[SOLVED] Shell script to find duplicate files and old files

maheshs97 · 08-02-2016, 11:52 AM

Hi All,

I need to clean up our storage. For that, I want to have a shell script to find duplicate file and/or files with modification date more than 2 years.

Please help me for this.

Regards,
Mahesh.S

TB0ne · 08-02-2016, 11:59 AM

Quote:

Originally Posted by maheshs97

Hi All,
I need to clean up our storage. For that, I want to have a shell script to find duplicate file and/or files with modification date more than 2 years. Please help me for this.

We will be glad to HELP you with this. So start by posting what YOU have personally done/tried/written, and tell us where you're stuck. But don't ask for handouts...we will not write your scripts for you. Read the "Question Guidelines" link in my posting signature.

There are THOUSANDS of easily-found bash scripting tutorials you can find with a brief Google search...many that do things similar to what you're asking. Start there.

jamison20000e · 08-02-2016, 12:05 PM

Hi.

Try Fslint http://www.pixelbeat.org/fslint/
and the end of my signature has a link for more specifics at the CLI &c...

have fun!

Sefyir · 08-02-2016, 01:01 PM

Quote:

Originally Posted by maheshs97

files with modification date more than 2 years.

The find command is good for this

Code:

       -mtime n
              File's  data was last modified n*24 hours ago.  See the comments
              for -atime to understand how rounding affects the interpretation
              of file modification times.

Habitual · 08-02-2016, 05:14 PM

Welcome to LQ!
Make friends, show us your code.

chrism01 · 08-05-2016, 03:01 AM

As per Sefyir, 'find' for old files.
For 'same' consider whether you mean the same name (need a script) or the same content (try a hashsum eg md5sum)

rnturn · 10-18-2016, 09:08 AM

Quote:

Originally Posted by maheshs97

Hi All,

I need to clean up our storage. For that, I want to have a shell script to find duplicate file and/or files with modification date more than 2 years.

I'm not going to write your script for you but I'll offer a few hints -- and maybe a few code snippets -- to get you started.

1.) The "find" command is going to be central to what you're doing. Try:

Code:

find <dir-tree-root> -type f -exec md5suum {} \; > checksum.lis

You'll have a list of checksums and filenames under "<dir-tree-root>" in "checksum.lis"

2.) This won't tell you anything about duplicates. A way to find which checksums show up in checksum.lis multiple times try:

Code:

cat checksum.lis | awk '{print $1}' | sort | uniq -c

This runs the checksum.lis file through "awk" to print the first value in each record (the MD5 checksum), sort them, and run them through "uniq" to get the occurance count. You'll be interested in checksums that appear more than once. What I would do at this point is re-run the above string of commands but pipe it through grep to find these:

Code:

<cat checksum.lis | blah blah | uniq -c> | grep -v " 1 "

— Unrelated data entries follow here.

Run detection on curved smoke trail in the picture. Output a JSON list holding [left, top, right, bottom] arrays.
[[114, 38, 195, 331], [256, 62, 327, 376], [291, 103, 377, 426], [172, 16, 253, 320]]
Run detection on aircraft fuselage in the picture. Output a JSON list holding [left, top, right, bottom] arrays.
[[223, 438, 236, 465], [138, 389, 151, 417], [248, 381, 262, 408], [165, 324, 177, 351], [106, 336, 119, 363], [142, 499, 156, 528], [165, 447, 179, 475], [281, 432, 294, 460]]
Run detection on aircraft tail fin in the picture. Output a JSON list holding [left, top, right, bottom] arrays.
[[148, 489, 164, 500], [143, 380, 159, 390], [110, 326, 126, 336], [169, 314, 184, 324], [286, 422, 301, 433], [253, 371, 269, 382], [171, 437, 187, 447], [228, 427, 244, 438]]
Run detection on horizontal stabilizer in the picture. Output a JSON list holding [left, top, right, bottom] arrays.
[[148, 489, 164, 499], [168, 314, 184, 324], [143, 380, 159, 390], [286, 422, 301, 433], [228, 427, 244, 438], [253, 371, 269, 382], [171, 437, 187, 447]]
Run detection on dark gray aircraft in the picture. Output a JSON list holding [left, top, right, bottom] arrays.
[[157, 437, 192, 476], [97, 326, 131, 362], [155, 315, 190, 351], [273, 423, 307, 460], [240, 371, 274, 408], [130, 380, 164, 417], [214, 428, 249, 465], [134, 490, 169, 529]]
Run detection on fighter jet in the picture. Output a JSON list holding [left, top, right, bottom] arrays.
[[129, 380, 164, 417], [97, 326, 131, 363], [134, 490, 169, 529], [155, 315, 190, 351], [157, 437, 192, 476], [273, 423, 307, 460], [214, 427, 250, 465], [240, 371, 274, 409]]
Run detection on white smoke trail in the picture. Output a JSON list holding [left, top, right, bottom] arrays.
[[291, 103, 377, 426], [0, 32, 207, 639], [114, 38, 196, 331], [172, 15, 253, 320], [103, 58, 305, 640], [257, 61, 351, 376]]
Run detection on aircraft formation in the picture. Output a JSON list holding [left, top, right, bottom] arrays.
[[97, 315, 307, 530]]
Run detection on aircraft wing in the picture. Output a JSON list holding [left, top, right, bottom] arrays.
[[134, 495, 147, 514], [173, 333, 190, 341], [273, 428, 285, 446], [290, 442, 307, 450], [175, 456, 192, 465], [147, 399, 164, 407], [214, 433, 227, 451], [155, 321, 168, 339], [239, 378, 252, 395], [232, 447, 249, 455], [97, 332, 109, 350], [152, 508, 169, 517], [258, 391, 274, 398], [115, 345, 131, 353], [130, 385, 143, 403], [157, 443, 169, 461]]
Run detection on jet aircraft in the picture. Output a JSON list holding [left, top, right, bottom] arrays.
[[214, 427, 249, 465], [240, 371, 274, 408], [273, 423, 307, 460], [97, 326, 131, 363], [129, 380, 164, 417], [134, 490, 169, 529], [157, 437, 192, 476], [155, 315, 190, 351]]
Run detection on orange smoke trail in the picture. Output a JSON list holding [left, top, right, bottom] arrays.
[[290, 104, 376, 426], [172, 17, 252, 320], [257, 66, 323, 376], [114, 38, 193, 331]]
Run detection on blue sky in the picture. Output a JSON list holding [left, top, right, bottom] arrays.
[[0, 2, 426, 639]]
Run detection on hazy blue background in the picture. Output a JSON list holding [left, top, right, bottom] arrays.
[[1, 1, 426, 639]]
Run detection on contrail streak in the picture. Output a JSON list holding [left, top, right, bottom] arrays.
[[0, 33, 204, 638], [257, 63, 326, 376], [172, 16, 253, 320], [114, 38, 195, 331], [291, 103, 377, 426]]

This'll get you a list of checksums preceded by the number of times they were found -- except those that were only found once. If you pipe this string of commands through awk, you can obtain just the checksums and save those in a file, say "duplicate_checksums.lis".

3.) Then use

Code:

grep -f duplicate_checksums.lis checksum.lis

which will display the records in the original checksum/file listing that contained the duplicate checksums found. From that list you can do whatever you need to do with the duplicates.

If you plan on having to do this frequently or on multiple systems, it shouldn't be too hard to combine all of the above into a shell script that automates the process.

Note 1: Don't forget that you probably want to keep one copy of the duplicate files found above.

Note 2: What I tend to do when I embark on a cleanup like this is to wrap the cleanup code with something like:

Code:

TESTING="Y"
.
.
.
cat files_to_remove.lis | while read FILE; do
if [ "$TESTING" == "Y" ]; then
    echo "Testing: Not removing file: $FILE"
else
    rm $FILE
fi

Run it this way, observe the output and, if it looks OK, change TESTING to "N", and re-run.

4.) Extending this to include only files that are 2 years old and older should be fairly simple after you read the find(1) manpage (hint: `-mtime'). Also, be careful not to remove just any files that are older than some arbitrary number of days. You might accidentally clobber application files -- or operating system files -- some of which might be rarely changed and have old datestamps on them.

5.) You have done a backup of the filesystems you're planning on cleaning and know that these backups are correct/usable, right?